# Who is ready for piedmont



## Forshaw3 (Oct 23, 2017)

Looks like it's going to be good weather for piedmont this year. A lot better than the past few. Been seeing a lot a buck sign at are club about 5 miles from piedmont so hopefully it's going to be a good next 2 weeks.


----------



## JohnnyT (Oct 23, 2017)

*PW hunt for me*

Looking forward to it


----------



## Chestnut (Oct 23, 2017)

*piedmont hunt*

me and two friend hunting the first rifle   nov 2 3 4 
 don't know the land very well hope  to ride and scout the day before   ,    we camp on private land  across zone 1   
 off hwy 11  just walk across the hwy and  in the woods i 
 guess //??
 any info would be helpful  
thanks  steve  chestnut   , pm s  also


----------



## Judge (Oct 24, 2017)

I will be there.  Not done real good there.  Hopefully this will be the year to change my luck there.


----------



## Forshaw3 (Oct 24, 2017)

I have had good luck kill just about every year been going for over 15 years got a really nice 140 class 10 point 3 years ago.
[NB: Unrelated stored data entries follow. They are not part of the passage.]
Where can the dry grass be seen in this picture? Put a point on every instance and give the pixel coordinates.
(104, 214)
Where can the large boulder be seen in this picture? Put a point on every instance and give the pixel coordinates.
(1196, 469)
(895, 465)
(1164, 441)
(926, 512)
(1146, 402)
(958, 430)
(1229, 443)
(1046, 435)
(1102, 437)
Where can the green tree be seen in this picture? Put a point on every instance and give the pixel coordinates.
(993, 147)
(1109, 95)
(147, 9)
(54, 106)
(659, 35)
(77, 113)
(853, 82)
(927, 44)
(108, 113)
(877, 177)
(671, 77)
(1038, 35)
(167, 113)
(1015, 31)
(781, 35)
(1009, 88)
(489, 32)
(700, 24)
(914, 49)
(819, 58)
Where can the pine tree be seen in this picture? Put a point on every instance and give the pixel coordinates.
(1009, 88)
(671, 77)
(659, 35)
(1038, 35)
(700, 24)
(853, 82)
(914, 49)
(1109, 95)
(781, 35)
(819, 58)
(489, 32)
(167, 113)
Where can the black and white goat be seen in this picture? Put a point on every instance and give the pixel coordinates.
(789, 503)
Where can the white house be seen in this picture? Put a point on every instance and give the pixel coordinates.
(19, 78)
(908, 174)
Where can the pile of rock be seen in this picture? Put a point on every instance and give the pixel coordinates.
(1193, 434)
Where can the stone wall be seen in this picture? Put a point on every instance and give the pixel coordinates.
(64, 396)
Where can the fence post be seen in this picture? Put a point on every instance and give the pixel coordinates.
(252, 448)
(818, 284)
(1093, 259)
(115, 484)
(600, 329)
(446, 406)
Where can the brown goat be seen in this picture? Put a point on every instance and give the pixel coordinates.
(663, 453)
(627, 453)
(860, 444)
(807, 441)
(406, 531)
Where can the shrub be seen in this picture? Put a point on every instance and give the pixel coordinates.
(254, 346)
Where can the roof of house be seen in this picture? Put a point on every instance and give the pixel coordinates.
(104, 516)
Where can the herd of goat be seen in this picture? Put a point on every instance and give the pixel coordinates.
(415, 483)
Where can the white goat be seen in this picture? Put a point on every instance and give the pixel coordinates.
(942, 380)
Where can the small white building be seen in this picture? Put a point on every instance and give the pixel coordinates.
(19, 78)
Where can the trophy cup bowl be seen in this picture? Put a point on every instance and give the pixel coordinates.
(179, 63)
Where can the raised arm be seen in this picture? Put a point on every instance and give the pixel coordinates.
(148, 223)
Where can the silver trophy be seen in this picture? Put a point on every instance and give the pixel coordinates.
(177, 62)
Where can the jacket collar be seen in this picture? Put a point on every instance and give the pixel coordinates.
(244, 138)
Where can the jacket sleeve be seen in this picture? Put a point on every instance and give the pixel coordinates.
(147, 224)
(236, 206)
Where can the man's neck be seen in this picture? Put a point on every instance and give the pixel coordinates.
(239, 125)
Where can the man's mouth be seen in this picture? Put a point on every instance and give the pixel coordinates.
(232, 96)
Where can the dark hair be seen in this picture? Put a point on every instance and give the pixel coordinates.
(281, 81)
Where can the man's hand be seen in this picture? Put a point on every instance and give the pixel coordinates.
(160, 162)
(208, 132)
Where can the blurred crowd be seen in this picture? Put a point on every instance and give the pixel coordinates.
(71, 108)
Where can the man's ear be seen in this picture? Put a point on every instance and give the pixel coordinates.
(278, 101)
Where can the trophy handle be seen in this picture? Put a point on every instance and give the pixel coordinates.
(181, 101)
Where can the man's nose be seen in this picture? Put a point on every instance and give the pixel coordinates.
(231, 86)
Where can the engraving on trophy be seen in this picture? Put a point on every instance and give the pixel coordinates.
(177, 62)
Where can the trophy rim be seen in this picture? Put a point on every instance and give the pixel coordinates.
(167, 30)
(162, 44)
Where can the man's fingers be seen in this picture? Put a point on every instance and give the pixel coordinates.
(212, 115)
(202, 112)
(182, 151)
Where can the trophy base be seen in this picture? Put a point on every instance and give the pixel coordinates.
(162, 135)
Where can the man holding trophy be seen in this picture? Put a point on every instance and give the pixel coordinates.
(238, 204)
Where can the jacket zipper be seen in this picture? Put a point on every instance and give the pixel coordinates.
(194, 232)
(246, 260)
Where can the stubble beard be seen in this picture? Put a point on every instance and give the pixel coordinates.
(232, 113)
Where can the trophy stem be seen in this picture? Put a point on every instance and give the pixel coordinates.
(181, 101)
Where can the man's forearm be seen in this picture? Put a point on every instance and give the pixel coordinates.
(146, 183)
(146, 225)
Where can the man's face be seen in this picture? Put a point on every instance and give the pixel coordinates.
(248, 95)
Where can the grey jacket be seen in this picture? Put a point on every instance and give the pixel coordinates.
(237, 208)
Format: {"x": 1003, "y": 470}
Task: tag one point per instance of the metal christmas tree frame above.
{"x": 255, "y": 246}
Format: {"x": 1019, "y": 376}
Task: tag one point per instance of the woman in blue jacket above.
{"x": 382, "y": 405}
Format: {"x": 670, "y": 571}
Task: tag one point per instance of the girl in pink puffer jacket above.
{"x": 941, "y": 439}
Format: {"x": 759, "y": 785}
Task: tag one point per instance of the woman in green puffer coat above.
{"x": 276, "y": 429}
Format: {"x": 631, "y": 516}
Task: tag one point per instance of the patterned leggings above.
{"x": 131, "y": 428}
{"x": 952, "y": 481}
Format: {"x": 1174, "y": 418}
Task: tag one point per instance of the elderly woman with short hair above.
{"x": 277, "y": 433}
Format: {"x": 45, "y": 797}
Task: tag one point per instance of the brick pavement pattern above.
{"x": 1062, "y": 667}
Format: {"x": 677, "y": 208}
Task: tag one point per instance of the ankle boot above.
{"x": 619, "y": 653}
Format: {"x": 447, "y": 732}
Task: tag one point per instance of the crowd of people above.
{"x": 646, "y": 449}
One trick to piedmont is when you think you have walked far enough walk a little more.


----------



## Bowdawg (Oct 24, 2017)

Headed down at the crack of dawn to set up camp and put boots on the ground.  Thursday will be the coolest morning this season.  Glad the weather cooperated this year.


----------



## Rackbuster (Oct 24, 2017)

Gonna pull out from here for there early in the morning. Will be my nephew, his wife,  n me. Some of my friends are supposed to be there also. Glad it's gonna be colder than last year. Redbugs eat me up last year. Good luck to all who goes.


----------



## Forshaw3 (Oct 25, 2017)

Yes red bugs and ticks both.    Got down early this morning been finding good sign looks like it's going to be a good week and next week all so for the gun hunt.


----------



## FOURNOTCHHUNTER (Oct 30, 2017)

Anybody know final count for primitive weapon hunt?


----------



## toolmkr20 (Oct 30, 2017)

Hate that the weather is heating back up for next week. I was looking forward to hunting in some cold weather. Oh well it’s fun just going down there every year and camping. Paymaster and I will be down just before lunch next Wednesday. Like posted above does anyone know the count from the last hunt?


----------



## Paymaster (Nov 6, 2017)

Gonna be fun heat or no. Be my first hunt this year. Back is well enough to go now. ?


----------